此刻的易昊,騎著格雷已到了封印之門前,隨著空間漣漪擴散,一隻只悍勇的惡魔也縱躍而出。
「哈哈哈哈,飢渴了千年的孩子們,用敵人的血肉,填飽你們殺戮之心。」
道葛拉斯虛影仰天大笑,二女卻不言不語躍下馬背,與十幾只惡魔戰作一團。風晴雪長刀如虹,詩雨竹鐵拳如風,易昊卡牌伺機而動,很輕鬆就擊殺了第一波。
格雷依舊保持馬型,兩個前蹄踩斷一隻惡魔胸腔,並低頭噬咬著惡魔血肉。易昊卻坐在格雷背上,抬頭盯著道葛拉斯虛影,悠然道:
「在你算計白雪那一刻起,就註定了你的死亡。也許再封印千年,或許這次你不招惹我,你應該有機會突破封印。雖然不能留在現世,但去裡世界逍遙肯定沒問題。
只是你太貪心了,妄圖侵佔我的孩子,降生到這個世界。
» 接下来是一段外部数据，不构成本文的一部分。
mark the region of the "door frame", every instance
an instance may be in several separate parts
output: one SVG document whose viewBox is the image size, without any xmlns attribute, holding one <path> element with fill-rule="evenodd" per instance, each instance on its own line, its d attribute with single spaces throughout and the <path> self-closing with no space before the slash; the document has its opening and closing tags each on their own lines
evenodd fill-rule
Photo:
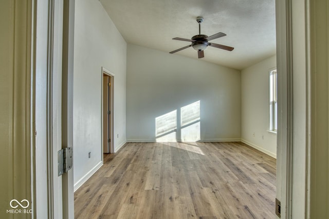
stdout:
<svg viewBox="0 0 329 219">
<path fill-rule="evenodd" d="M 111 84 L 110 87 L 110 95 L 109 95 L 109 102 L 111 103 L 109 106 L 109 111 L 111 111 L 111 113 L 109 114 L 111 120 L 110 120 L 110 124 L 109 124 L 110 132 L 109 132 L 109 138 L 111 140 L 109 142 L 109 153 L 114 153 L 114 86 L 115 86 L 115 74 L 110 71 L 108 70 L 106 68 L 102 67 L 102 72 L 101 72 L 101 98 L 102 99 L 102 104 L 101 106 L 101 130 L 102 130 L 102 144 L 101 144 L 101 148 L 102 148 L 102 154 L 103 153 L 103 140 L 104 139 L 104 135 L 103 133 L 103 127 L 104 127 L 104 123 L 103 123 L 103 75 L 106 75 L 109 76 L 109 83 Z M 103 157 L 102 156 L 102 162 L 103 162 Z"/>
<path fill-rule="evenodd" d="M 72 218 L 74 167 L 58 176 L 57 152 L 73 147 L 75 0 L 32 1 L 32 217 Z"/>
</svg>

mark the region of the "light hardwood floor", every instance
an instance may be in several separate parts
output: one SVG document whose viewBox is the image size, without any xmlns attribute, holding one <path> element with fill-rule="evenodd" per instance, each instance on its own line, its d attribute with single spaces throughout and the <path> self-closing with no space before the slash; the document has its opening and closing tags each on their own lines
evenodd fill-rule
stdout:
<svg viewBox="0 0 329 219">
<path fill-rule="evenodd" d="M 274 218 L 276 160 L 240 142 L 127 143 L 75 193 L 76 218 Z"/>
</svg>

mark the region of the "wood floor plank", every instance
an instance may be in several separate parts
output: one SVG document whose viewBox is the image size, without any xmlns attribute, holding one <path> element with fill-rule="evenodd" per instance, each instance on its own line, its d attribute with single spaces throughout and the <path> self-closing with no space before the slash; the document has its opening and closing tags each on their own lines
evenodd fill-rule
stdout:
<svg viewBox="0 0 329 219">
<path fill-rule="evenodd" d="M 129 143 L 75 193 L 75 217 L 275 218 L 276 165 L 240 142 Z"/>
</svg>

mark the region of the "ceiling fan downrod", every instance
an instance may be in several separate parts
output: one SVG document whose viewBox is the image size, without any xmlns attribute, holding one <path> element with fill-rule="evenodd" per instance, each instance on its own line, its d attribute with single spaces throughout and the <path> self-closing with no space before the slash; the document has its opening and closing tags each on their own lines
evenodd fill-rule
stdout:
<svg viewBox="0 0 329 219">
<path fill-rule="evenodd" d="M 204 18 L 197 17 L 196 17 L 196 21 L 199 24 L 199 35 L 201 35 L 201 23 L 204 21 Z"/>
</svg>

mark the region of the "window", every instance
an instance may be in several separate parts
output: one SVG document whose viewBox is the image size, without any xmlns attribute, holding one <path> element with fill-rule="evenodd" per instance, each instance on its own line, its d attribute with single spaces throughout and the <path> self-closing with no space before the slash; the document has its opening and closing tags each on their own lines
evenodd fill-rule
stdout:
<svg viewBox="0 0 329 219">
<path fill-rule="evenodd" d="M 277 132 L 278 129 L 278 103 L 277 103 L 277 70 L 272 70 L 269 72 L 269 130 Z"/>
</svg>

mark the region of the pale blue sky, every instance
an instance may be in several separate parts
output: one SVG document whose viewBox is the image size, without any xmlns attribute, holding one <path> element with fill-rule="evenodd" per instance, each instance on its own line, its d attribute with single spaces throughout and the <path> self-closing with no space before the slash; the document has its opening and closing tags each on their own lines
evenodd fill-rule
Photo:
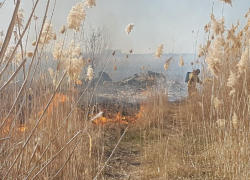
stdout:
<svg viewBox="0 0 250 180">
<path fill-rule="evenodd" d="M 68 13 L 77 2 L 79 1 L 57 0 L 52 20 L 55 32 L 66 24 Z M 87 11 L 85 25 L 105 26 L 110 35 L 112 48 L 121 49 L 123 52 L 132 48 L 134 53 L 138 54 L 154 53 L 163 43 L 165 53 L 193 53 L 195 48 L 198 49 L 198 45 L 204 42 L 203 28 L 209 21 L 213 2 L 214 14 L 220 18 L 223 3 L 217 0 L 97 0 L 96 7 Z M 50 9 L 53 3 L 54 0 L 51 0 Z M 38 16 L 42 16 L 45 4 L 45 0 L 39 3 L 36 12 Z M 32 0 L 22 0 L 21 7 L 25 10 L 27 18 Z M 6 31 L 13 8 L 13 1 L 6 0 L 0 9 L 0 30 Z M 224 5 L 226 26 L 230 27 L 240 19 L 243 27 L 246 22 L 244 15 L 249 8 L 250 0 L 233 1 L 233 7 Z M 48 17 L 50 15 L 51 11 Z M 41 19 L 38 22 L 41 22 Z M 135 27 L 131 34 L 126 35 L 124 29 L 128 23 L 134 23 Z M 194 47 L 196 40 L 198 43 Z"/>
</svg>

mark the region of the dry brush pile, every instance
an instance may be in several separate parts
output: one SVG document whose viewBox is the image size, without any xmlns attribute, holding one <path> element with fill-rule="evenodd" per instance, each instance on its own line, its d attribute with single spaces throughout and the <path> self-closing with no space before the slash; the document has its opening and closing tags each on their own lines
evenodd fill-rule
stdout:
<svg viewBox="0 0 250 180">
<path fill-rule="evenodd" d="M 35 1 L 26 19 L 20 2 L 6 34 L 0 34 L 0 178 L 97 179 L 107 159 L 103 128 L 93 125 L 102 112 L 93 106 L 91 82 L 106 39 L 98 29 L 82 41 L 87 11 L 96 2 L 73 6 L 58 33 L 52 24 L 57 1 L 48 0 L 40 18 Z M 129 24 L 125 32 L 132 28 Z M 48 67 L 52 58 L 55 68 Z M 79 108 L 84 98 L 87 103 Z"/>
</svg>

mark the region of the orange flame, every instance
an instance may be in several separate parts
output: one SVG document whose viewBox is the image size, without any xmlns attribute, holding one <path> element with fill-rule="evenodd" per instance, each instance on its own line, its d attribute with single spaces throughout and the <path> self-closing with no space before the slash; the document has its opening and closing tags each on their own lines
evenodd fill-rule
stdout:
<svg viewBox="0 0 250 180">
<path fill-rule="evenodd" d="M 143 117 L 146 111 L 145 104 L 140 104 L 140 110 L 135 115 L 129 115 L 129 116 L 122 116 L 120 112 L 112 114 L 112 113 L 106 113 L 106 115 L 103 117 L 98 117 L 93 122 L 96 125 L 104 125 L 108 123 L 121 123 L 121 124 L 131 124 L 135 123 L 138 118 Z"/>
</svg>

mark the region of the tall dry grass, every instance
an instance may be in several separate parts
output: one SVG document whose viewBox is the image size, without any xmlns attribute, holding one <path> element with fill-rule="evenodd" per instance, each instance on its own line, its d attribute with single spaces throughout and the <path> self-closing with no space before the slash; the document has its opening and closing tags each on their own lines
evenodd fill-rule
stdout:
<svg viewBox="0 0 250 180">
<path fill-rule="evenodd" d="M 212 14 L 199 93 L 176 104 L 152 96 L 142 118 L 146 179 L 249 179 L 249 12 L 245 18 L 227 29 Z"/>
</svg>

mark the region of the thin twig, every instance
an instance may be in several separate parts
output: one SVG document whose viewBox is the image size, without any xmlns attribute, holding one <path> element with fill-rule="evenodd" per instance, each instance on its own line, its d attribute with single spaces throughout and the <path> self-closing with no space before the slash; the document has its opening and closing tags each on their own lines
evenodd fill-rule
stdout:
<svg viewBox="0 0 250 180">
<path fill-rule="evenodd" d="M 126 127 L 125 131 L 123 132 L 122 136 L 120 137 L 119 141 L 117 142 L 115 148 L 113 149 L 112 153 L 110 154 L 109 158 L 107 159 L 107 161 L 104 163 L 104 165 L 102 166 L 102 168 L 100 169 L 100 171 L 96 174 L 95 178 L 93 180 L 96 180 L 98 178 L 98 176 L 101 174 L 102 170 L 105 168 L 105 166 L 108 164 L 110 158 L 113 156 L 116 148 L 118 147 L 119 143 L 121 142 L 123 136 L 125 135 L 126 131 L 128 130 L 128 127 Z"/>
</svg>

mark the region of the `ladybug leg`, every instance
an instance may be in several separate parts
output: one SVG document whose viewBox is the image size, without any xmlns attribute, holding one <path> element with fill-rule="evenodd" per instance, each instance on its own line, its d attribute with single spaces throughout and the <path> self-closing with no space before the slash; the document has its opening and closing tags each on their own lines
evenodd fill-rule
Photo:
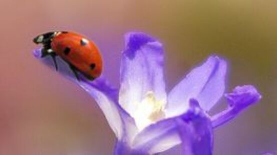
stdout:
<svg viewBox="0 0 277 155">
<path fill-rule="evenodd" d="M 78 80 L 78 81 L 80 81 L 80 78 L 79 77 L 79 76 L 76 70 L 76 68 L 75 68 L 75 67 L 74 67 L 72 64 L 69 64 L 69 67 L 70 68 L 70 69 L 72 71 L 72 72 L 73 72 L 73 74 L 74 74 L 74 76 L 75 76 L 77 80 Z"/>
<path fill-rule="evenodd" d="M 53 63 L 54 64 L 55 69 L 56 71 L 58 71 L 58 64 L 57 64 L 57 61 L 56 60 L 56 57 L 57 55 L 55 53 L 51 53 L 50 54 L 52 60 L 53 60 Z"/>
</svg>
妄圖獻祭白雪,獲得你失去的力量,你觸碰了我的逆鱗,所以你必須要死。」
易昊就像聊家常般,與道葛拉斯聊著他的憤怒,以及他要擊殺道葛拉斯的決心。
道葛拉斯先是一滯,隨後便羞惱大吼道:「卑微的爬蟲,你跟本不知道,你面對的是什麼!」
道葛拉斯只能用羞怒掩飾不安,剛才有那麼一瞬,他竟然感到了一絲心悸。他竟然被一隻爬蟲嚇到了,這讓他如何能不憤怒。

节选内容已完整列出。